Le projet de révision du référentiel CanMEDS, qui devrait être parachevé en 2026, a identifié les limites de la capacité du schéma actuel à tenir compte des divers besoins de la population canadienne.
Nous présentons ici un modèle dynamique, un schéma transformé des compétences médicales, axé sur la compassion inclusive et l’humanité partagée et incluant des mécanismes pour lutter activement contre les iniquités systémiques existantes dans les systèmes de soins de santé.
Le schéma élargit l’expertise médicale et incite les médecins à adopter une position orientée vers l’action et à s’engager envers l’équité, la justice et la lutte aux disparités en matière de santé en rappelant les compétences vitales requises, tant sur le plan de la formation médicale que de la prestation des soins, de manière à transformer le système de santé.
Le projet de révision du référentiel CanMEDS arrive à un moment décisif et aura des répercussions sur la profession médicale au Canada. Des groupes d’expertise ont identifié les limites de la capacité du schéma actuel à répondre aux divers besoins de la population canadienne et soulèvent des questions quant à sa capacité d’adaptation à des concepts tels que l’antiracisme, la justice sociale, l’intelligence artificielle et la santé planétaire. Nous avons déjà souligné la nécessité d’inclure l’antiracisme comme compétence fondamentale dans toute réforme du référentiel CanMEDS1,2, en reconnaissant son rôle central dans la lutte contre les disparités en matière de santé. La révision du référentiel CanMEDS s’achèvera en 2026, nous devons saisir cette occasion unique de transformer la pratique médicale en se fondant sur les principes de lutte anti-oppression, de sécurisation culturelle et de justice sociale. Ce changement reposera sur un examen critique de la capacité du schéma existant à intégrer efficacement ces compétences vitales ou peut-être même sur une nécessaire refonte globale. La révision offre une possibilité sans précédent d’imaginer un schéma de compétences du corps médical qui ne fera pas que faciliter un changement en profondeur des systèmes de soins de santé, mais qui le dynamisera.
Un changement en profondeur de la formation et de la pratique médicales2,3 exige une intégration explicite des compétences anti-oppressives. Ce changement vise à redéfinir le rôle du corps médical en le faisant passer d’une position neutre à une position orientée vers l’action et engagée envers l’équité, la justice et l’abolition des disparités en matière de santé.

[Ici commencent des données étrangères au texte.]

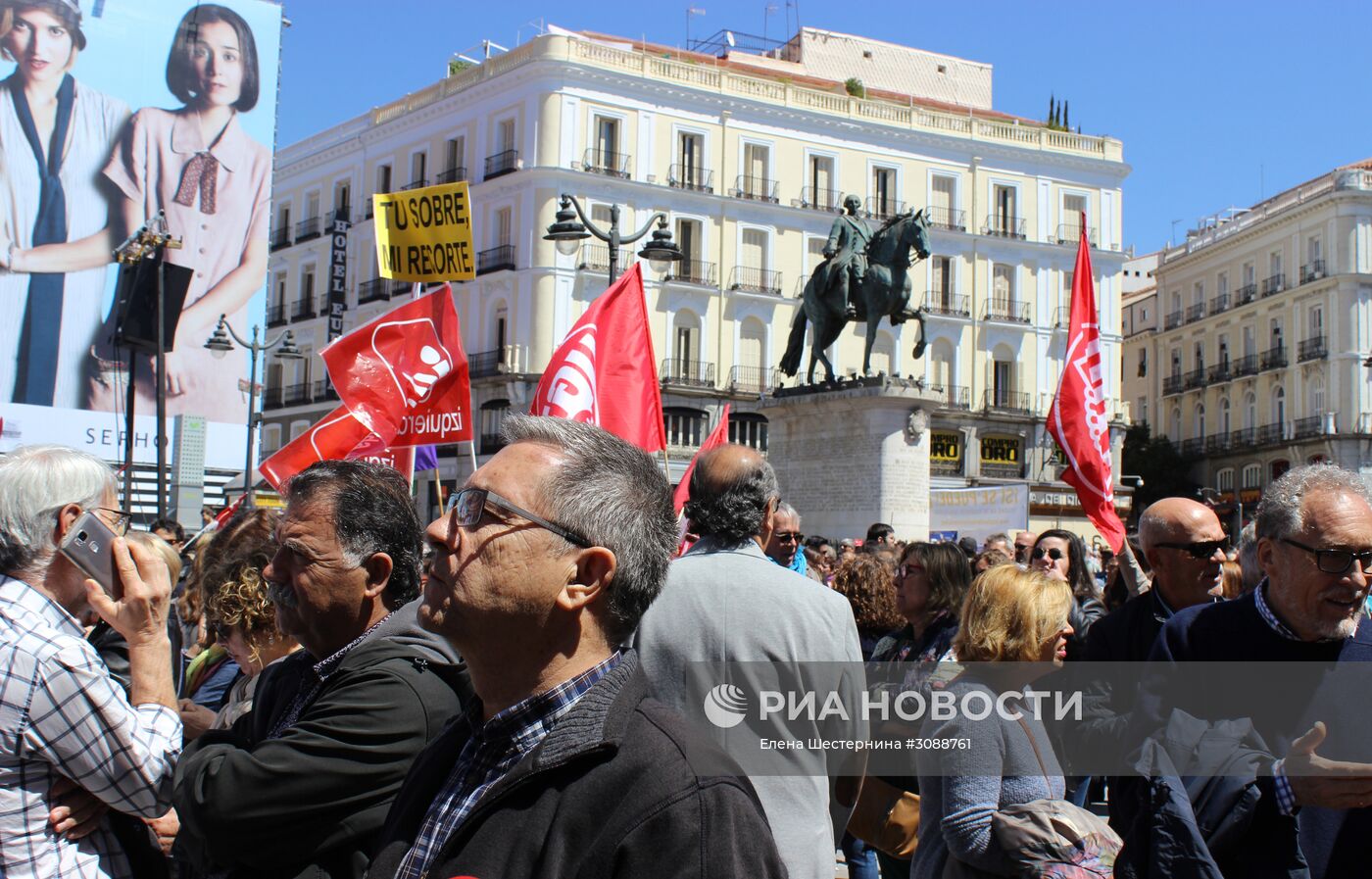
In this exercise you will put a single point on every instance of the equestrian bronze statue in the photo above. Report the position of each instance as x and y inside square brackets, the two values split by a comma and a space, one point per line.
[864, 277]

En lien avec la transformation requise du schéma CanMEDS4, cette intégration met l’accent sur les compétences vitales requises tant pour la formation que pour la pratique médicales et la nécessité de lutter contre les iniquités systémiques en matière de soins. Le progrès s’articule autour de la formation d’une masse critique de médecins engagés envers ce changement qui paveront la voie à des soins de santé plus équitables et justes5.
Dans l’ensemble, les systèmes de santé sont aux prises avec des disparités aux racines profondes perpétuées par l’injustice et les préjugés6–10. En conséquence, les responsabilités des médecins doivent aller au-delà de l’expertise médicale, qui reste bien entendu la pierre angulaire de la profession, pour englober les principes de compassion inclusive et de justice sociale adaptés aux besoins changeants de la société. Sans sous-estimer l’ampleur et la difficulté de cette transformation, des approches audacieuses seront requises pour catalyser le changement. Je présente ici une vision d’avenir, j’en résume les retombées potentielles et les orientations futures. Cette vision place la compassion inclusive et l’humanité partagée au cœur de la transformation des soins de santé (figure 1A).

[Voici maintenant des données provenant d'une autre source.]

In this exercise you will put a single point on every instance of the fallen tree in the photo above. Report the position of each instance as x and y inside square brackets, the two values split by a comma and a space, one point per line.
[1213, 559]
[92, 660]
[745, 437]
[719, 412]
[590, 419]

(A) Modèle des compétences médicales en transformation. L’humanité partagée et la compassion inclusive en forment le noyau, entouré des principes de justice sociale et soutenu par ses piliers fondamentaux. La « strate dynamique » permet de parfaire le modèle et rend possible l’intégration des thèmes transversaux et des concepts émergents en un cadre adaptable aux divers contextes locaux et mondiaux de formation et de pratique. (B) Modèle des compétences médicales transformées et orientées vers l’action. Le rôle « expertise médicale », pierre angulaire du schéma, est amélioré et élargi pour inclure les plus récents progrès scientifiques et technologiques et diverses formes de savoirs médicaux. Chaque rôle passe d’une position neutre initiale à une position orientée vers l’action, s’inspirant des fondements du modèle et indiquant un engagement envers la croissance et le développement continus dans tous les domaines de la formation et de la pratique.
Image courtesy of Kannin Osei-Tutu
Dans le référentiel CanMEDS reconceptualisé, un modèle de compétences distinctif émerge et place la compassion inclusive et l’humanité partagée en son centre. Symbolisés par 2 cercles sécants, ce sont les 2 principes fondateurs qui forment le noyau du schéma. La compassion inclusive rappelle l’importance de comprendre et de combler les divers besoins de la patientèle en tenant compte des identités sociales, des contextes culturels et des expériences vécues du système de santé et en faisant preuve de compassion envers tous les individus sans discrimination. L’humanité partagée reconnaît l’interconnectivité, la valeur intrinsèque et la dignité de chaque personne, indépendamment du contexte ou de l’identité. La zone d’intersection des cercles de la compassion inclusive et de l’humanité partagée représente « l’intersectionnalité » qui tient compte des différentes formes d’oppression complexes et interreliées auxquelles les gens font face, en raison de la race, de la religion, du genre, de la classe, du statut économique, de l’orientation sexuelle, des capacités et autres identités sociales11,12. La discrimination systémique ne saurait être comprise ni corrigée isolément. Il faut percevoir la personne entière. En adoptant un point de vue intersectionnel, ce schéma demande aux médecins de reconnaître et de combattre les diverses formes d’oppression qui contribuent aux iniquités en matière de santé et de prodiguer des soins plus inclusifs. Toutes les personnes devraient être traitées également sur le plan de la dignité; ce qui n’est pas toujours le cas. Le cœur du modèle, qui repose fondamentalement sur des valeurs humanistes, vise à combler ce fossé.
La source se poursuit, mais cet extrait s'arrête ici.